Cis-regulatory code for determining the action of Foxd as both an activator and a repressor in ascidian embryos.

In early embryos of Ciona, an invertebrate chordate, the animal-vegetal axis is established by the combinatorial actions of maternal factors. One target of these maternal factors, Foxd, is specifically expressed in the vegetal hemisphere and stabilizes the animal-vegetal axis by activating vegetal hemisphere-specific genes and repressing animal hemisphere-specific genes. This dual functionality is essential for the embryogenesis of early ascidian embryos; however, the mechanism by which Foxd can act as both a repressor and an activator is unknown. Here, we identify a Foxd binding site upstream of Lhx3/4, which is activated by Foxd, and compare it with a repressive Foxd binding site upstream of Dmrt.a. We found that activating sites bind Foxd with low affinity while repressive sites bind Foxd with high affinity. Reporter assays confirm that this qualitative difference between activating and repressive Foxd binding sites is sufficient to change Foxd functionality. We therefore conclude that the outcome of Foxd transcriptional regulation is encoded in cis-regulatory elements.

Differential gene expression along the animal-vegetal axis in the ascidian embryo is maintained by a dual functional protein Foxd.
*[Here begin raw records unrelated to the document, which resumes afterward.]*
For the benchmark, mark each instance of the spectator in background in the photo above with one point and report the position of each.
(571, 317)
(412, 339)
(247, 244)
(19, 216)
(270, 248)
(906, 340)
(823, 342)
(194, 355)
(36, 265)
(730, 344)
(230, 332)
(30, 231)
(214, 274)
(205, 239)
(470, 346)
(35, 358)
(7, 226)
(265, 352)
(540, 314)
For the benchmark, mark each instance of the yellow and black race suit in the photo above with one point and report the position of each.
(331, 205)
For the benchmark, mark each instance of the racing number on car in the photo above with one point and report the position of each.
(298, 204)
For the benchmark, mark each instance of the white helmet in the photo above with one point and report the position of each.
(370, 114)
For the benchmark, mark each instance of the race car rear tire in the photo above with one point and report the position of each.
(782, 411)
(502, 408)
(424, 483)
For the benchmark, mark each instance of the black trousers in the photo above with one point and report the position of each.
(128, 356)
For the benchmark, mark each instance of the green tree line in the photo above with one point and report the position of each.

In many animal embryos, a specific gene expression pattern is established along the animal-vegetal axis soon after zygotic transcription begins. In the embryo of the ascidian Ciona intestinalis, soon after the division that separates animal and vegetal hemispheres into distinct blastomeres, maternal Gata.a and ß-catenin activate specific genes in the animal and vegetal blastomeres, respectively. On the basis of these initial distinct gene expression patterns, gene regulatory networks promote animal cells to become ectodermal tissues and vegetal cells to become endomesodermal tissues and a part of the nerve cord. In the vegetal hemisphere, ß-catenin directly activates Foxd, an essential transcription factor gene for specifying endomesodermal fates. In the present study, we found that Foxd also represses the expression of genes that are activated specifically in the animal hemisphere, including Dmrt1, Prdm1-r.a (Bz1), Prdm1-r.b (Bz2), and Otx. A reporter assay showed that Dmrt1 expression was directly repressed by Foxd, and a chromatin immunoprecipitation assay showed that Foxd was bound to the upstream regions of Dmrt1, Prdm1-r.a, Prdm1-r.b, and Otx. Thus, Foxd has a dual function of activating specific gene expression in the vegetal hemisphere and of repressing the expression of genes that are normally expressed in the animal hemisphere. This dual function stabilizes the initial patterning along the animal-vegetal axis by ß-catenin and Gata.a.